Happy Holidays everyone! I’m gonna cut to the chase because for a non-election year, things have been more than a little wild in Washington, DC as it relates to community banking.
Let me start with the circus we call the Consumer Financial Protection Bureau (CFPB). Richard Cordray finally decided to step away from his role as director of the agency prior to his term being up apparently to run for Governor of Ohio. But, not before he flung one last arrow to the current administration. In an 11th hour move on the Friday after Thanksgiving (when generally nothing happens!), Cordray left office abruptly and placed a staffer in charge who was seemingly unfit by any measure of experience with the agency, the law or financial service related issues. The move seemed typical of the former director’s mantra that he answered to no one.

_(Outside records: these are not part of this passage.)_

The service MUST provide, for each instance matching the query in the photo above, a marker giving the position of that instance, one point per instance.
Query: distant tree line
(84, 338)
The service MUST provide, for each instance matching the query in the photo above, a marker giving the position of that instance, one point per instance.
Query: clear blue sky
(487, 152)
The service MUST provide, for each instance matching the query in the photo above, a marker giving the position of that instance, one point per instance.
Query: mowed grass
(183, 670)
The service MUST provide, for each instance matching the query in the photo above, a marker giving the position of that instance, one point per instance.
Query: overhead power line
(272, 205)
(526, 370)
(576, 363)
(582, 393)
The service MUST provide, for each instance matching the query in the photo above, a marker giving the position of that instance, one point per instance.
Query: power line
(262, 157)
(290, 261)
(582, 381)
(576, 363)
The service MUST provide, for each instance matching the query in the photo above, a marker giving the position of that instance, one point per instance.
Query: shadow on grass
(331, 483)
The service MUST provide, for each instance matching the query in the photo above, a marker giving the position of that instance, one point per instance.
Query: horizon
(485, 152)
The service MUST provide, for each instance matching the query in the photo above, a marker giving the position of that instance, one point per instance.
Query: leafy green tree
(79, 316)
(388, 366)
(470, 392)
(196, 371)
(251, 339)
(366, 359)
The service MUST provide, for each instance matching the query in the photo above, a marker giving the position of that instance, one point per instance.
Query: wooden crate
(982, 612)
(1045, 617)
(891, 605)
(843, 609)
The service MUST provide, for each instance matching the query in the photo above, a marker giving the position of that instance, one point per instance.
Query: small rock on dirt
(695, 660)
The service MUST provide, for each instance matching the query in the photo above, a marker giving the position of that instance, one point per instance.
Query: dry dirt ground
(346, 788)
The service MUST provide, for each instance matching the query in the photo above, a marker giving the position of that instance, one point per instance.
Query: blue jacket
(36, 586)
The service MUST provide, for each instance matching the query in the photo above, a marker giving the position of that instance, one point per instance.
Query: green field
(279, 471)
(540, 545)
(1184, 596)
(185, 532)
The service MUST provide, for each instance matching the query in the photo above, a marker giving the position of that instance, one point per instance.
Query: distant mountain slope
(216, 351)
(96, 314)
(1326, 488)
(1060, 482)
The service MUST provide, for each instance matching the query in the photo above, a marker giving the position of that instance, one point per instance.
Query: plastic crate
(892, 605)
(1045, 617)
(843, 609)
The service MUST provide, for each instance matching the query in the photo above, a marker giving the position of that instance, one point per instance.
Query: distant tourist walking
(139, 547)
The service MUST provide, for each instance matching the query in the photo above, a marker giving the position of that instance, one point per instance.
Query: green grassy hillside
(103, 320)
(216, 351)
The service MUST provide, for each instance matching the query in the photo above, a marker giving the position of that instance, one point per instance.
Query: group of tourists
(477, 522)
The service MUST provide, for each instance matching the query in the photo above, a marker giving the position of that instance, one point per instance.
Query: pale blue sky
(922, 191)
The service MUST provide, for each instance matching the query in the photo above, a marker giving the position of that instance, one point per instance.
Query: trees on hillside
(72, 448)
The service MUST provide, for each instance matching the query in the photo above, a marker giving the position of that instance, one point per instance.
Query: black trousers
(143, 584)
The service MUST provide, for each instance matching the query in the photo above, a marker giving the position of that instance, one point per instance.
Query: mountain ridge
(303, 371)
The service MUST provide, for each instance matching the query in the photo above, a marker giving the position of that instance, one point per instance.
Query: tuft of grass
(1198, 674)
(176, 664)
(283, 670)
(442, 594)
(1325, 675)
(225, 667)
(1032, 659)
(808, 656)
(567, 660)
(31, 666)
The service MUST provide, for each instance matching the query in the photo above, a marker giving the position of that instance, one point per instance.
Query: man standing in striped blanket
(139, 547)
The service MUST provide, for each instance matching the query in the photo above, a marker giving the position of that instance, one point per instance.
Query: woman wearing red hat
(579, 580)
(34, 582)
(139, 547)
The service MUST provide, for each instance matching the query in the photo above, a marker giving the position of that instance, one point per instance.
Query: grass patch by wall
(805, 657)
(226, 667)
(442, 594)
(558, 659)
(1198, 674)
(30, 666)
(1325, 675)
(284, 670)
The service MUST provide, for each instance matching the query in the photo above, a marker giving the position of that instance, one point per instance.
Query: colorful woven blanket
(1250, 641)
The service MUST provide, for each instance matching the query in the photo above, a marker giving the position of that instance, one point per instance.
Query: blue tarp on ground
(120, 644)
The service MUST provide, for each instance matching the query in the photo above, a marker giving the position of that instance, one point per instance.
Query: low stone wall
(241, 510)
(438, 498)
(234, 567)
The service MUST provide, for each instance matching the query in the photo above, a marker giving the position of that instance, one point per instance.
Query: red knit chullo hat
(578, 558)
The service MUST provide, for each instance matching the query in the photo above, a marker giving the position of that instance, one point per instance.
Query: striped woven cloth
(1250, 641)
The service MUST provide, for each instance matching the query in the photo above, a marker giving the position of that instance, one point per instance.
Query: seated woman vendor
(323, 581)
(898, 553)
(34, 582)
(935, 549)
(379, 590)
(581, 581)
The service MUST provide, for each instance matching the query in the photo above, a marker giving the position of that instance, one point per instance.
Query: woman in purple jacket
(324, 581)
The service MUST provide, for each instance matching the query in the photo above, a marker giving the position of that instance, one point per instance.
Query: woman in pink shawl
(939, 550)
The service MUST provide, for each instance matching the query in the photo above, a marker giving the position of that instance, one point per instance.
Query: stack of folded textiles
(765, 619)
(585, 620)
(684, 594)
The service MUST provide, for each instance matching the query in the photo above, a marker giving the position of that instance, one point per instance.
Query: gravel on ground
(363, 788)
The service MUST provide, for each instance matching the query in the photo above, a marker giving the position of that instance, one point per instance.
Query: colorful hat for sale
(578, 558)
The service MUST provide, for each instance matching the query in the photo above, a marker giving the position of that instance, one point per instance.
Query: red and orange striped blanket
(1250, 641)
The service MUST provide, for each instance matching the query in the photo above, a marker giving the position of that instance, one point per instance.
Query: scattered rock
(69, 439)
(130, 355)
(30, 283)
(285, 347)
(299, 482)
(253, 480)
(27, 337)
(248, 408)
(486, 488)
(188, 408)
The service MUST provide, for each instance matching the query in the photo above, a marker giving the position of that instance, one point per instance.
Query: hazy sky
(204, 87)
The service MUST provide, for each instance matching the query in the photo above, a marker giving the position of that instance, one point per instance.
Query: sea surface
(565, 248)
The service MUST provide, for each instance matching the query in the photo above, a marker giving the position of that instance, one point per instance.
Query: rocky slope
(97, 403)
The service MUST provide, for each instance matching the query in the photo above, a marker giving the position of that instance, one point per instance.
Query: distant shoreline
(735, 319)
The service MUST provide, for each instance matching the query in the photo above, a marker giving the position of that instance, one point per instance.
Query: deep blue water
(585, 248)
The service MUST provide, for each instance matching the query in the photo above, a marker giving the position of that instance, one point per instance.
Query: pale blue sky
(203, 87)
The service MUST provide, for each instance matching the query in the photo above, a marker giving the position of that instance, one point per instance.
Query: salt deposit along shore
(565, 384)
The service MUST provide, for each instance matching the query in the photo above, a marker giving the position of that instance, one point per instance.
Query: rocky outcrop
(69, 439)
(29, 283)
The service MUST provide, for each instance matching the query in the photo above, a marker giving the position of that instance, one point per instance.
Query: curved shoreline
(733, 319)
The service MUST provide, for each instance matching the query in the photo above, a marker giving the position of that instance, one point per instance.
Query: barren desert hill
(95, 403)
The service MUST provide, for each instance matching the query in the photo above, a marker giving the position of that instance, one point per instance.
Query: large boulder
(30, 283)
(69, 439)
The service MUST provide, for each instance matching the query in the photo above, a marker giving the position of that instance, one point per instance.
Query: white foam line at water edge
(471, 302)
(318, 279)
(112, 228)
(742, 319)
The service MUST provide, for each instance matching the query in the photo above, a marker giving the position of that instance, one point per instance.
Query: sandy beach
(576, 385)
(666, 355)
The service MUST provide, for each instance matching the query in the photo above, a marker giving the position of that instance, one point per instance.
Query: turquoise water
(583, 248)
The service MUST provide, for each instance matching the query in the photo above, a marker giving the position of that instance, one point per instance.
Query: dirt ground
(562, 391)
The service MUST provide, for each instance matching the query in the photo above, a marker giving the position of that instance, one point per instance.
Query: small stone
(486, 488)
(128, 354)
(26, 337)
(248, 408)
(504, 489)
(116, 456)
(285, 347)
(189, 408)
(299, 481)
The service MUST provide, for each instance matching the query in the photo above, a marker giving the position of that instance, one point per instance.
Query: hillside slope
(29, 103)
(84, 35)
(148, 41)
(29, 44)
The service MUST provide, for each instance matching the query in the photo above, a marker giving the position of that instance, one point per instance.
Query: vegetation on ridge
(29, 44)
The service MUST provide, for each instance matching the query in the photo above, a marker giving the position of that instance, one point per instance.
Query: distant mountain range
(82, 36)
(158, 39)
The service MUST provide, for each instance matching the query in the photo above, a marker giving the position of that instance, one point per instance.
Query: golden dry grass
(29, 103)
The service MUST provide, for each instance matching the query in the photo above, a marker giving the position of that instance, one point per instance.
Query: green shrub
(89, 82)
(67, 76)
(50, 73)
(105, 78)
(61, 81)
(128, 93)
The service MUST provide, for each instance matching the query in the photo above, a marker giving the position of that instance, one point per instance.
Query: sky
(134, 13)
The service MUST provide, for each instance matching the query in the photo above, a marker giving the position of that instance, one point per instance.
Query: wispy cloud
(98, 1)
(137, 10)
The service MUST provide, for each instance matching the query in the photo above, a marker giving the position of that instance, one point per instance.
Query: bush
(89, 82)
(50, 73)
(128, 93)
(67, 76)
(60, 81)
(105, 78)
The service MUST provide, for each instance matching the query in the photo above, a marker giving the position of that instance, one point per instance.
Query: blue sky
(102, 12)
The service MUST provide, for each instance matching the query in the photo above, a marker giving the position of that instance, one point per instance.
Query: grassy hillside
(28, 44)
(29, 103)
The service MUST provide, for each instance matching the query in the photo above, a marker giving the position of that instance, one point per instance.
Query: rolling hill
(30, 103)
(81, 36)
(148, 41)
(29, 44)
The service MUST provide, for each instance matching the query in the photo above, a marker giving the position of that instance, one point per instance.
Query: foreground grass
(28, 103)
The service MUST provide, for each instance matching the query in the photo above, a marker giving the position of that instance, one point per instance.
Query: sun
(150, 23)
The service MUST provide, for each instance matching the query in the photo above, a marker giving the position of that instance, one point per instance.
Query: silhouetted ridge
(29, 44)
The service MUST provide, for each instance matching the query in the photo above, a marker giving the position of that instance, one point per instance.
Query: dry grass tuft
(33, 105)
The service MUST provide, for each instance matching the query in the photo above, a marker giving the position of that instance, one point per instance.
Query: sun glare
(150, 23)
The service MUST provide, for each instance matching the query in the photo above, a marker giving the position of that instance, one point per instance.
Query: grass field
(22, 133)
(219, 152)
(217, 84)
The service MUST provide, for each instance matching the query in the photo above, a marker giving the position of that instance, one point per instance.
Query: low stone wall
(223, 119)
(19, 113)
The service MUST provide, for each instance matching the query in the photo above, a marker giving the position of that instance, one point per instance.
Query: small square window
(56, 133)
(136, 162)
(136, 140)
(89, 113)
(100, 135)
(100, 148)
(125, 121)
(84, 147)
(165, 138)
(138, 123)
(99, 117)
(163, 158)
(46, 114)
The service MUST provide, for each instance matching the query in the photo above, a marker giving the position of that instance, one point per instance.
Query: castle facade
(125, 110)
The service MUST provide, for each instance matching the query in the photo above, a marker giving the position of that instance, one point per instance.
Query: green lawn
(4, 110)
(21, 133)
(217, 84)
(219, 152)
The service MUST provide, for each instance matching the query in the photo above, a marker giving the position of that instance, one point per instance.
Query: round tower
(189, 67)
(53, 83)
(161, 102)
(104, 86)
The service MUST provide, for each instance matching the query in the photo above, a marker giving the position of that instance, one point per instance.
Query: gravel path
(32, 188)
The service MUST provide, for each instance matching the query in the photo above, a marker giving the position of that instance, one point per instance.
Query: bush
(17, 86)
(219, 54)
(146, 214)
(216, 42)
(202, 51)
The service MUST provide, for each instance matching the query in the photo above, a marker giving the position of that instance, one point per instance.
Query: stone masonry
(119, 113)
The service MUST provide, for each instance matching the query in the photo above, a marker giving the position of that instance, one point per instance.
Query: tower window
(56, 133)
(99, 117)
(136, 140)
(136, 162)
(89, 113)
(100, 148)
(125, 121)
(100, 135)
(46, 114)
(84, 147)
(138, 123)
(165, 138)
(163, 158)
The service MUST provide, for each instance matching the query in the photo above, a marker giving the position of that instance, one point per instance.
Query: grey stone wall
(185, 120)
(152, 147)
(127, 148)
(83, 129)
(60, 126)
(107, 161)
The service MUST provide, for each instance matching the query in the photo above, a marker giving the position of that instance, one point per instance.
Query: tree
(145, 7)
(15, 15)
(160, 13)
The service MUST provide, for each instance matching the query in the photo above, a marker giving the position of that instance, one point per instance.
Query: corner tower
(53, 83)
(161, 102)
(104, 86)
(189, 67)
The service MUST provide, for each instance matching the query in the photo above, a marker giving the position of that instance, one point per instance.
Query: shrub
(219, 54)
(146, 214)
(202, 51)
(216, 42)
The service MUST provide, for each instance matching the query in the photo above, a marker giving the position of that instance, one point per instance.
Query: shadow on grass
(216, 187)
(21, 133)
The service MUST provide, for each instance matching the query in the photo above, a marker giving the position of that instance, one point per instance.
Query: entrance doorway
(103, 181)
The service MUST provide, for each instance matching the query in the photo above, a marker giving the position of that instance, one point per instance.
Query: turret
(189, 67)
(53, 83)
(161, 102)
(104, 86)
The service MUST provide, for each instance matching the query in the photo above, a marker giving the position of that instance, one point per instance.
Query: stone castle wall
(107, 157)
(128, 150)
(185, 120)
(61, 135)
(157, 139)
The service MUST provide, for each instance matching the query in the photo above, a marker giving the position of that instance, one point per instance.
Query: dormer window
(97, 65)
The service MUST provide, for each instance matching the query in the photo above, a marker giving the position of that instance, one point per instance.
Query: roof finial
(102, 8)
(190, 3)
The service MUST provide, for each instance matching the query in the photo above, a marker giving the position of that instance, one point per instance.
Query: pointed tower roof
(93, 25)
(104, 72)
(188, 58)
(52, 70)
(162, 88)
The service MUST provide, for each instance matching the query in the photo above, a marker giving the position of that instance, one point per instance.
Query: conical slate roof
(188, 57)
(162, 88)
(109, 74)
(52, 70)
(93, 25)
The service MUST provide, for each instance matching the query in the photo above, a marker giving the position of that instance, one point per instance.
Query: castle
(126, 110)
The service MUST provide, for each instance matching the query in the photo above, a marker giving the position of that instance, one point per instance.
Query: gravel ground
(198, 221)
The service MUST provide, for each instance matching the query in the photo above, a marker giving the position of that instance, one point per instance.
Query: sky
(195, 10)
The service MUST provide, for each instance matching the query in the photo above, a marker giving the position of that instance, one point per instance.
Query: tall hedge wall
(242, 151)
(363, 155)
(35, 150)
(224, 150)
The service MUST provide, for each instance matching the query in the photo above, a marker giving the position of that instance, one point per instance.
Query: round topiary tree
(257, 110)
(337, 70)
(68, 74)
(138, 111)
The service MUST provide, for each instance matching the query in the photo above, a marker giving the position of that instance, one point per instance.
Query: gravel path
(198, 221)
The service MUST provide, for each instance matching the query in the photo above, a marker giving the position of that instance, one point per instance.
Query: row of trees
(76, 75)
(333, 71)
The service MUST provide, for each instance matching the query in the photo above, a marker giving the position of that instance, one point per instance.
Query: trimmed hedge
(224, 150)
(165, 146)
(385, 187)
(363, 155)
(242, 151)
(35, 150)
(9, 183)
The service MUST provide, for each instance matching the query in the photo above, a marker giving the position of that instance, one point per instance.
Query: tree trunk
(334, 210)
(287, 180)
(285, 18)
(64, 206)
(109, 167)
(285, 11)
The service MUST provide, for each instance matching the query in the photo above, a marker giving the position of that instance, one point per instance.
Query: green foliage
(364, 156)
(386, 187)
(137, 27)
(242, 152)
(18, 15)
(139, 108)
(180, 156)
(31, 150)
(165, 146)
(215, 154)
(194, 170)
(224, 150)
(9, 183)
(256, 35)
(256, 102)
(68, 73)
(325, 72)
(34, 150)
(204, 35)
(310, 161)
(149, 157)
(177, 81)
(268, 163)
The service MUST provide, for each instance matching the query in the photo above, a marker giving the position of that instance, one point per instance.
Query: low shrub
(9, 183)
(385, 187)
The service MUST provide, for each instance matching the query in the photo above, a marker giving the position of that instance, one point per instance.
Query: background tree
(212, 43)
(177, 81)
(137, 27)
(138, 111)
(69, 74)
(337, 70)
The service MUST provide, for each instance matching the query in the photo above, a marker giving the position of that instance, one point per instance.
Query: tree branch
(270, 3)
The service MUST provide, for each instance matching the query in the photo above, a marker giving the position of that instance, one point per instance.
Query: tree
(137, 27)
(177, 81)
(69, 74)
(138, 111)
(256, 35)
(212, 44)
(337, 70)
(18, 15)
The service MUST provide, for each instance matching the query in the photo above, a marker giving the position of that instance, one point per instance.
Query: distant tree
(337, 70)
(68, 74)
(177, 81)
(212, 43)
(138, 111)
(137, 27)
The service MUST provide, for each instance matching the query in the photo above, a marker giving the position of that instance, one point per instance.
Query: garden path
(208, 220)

Hours later, President Trump appointed Mick Mulvaney, director of the Office of Management and Budget, as the acting director of the CFPB. Chaos ensued, particularly within the agency. Thankfully, not for very long as Federal District Judge Tim Kelly blocked the moves by Cordray affirming that Mulvaney is now legally the acting director. Mulvaney has long been a critic of the CFPB’s maverick independence and will be good for community banking.
At the same time, there’s hope for community bank regulatory relief! Even after Senate Banking Committee Ranking Member Brown divorced himself of negotiations with Chairman Crapo on a proposal, other moderate Democrats (both on and off the committee), including Senator Heitkamp, worked in bipartisan fashion to help craft a regulatory relief bill that is meaningful for community banks.
For banks under $10 billion, QM relief for portfolio mortgages, escrow requirement exemptions, capital simplification and Volcker Rule exemptions reside in the provisions. For banks at or below $5 billion, the bill calls for short form call reports in the 1st and 3rd quarters. For banks $3 billion or less, the Fed’s Small Bank Holding Company Policy Statement threshold is increased from $1 billion to $3 billion. For all banks, the deal holds some TRID relief by removing the 3 day waiting period when a 2nd offer of credit is extended with a lower APR, certain reciprocal deposits will not be considered brokered deposits, and exempts banks that originate fewer than 500 closed-end mortgages or open-end lines of credit from the dreaded new HMDA data fields that are on the near horizon.
A mark-up of the bill is scheduled for next week in the Senate. The House has said they will take up the bill when it comes to them. But it’s unlikely that anything will get enacted until after the primary deadline filings in spring. Politics again!
Have a wonderful and safe holiday season!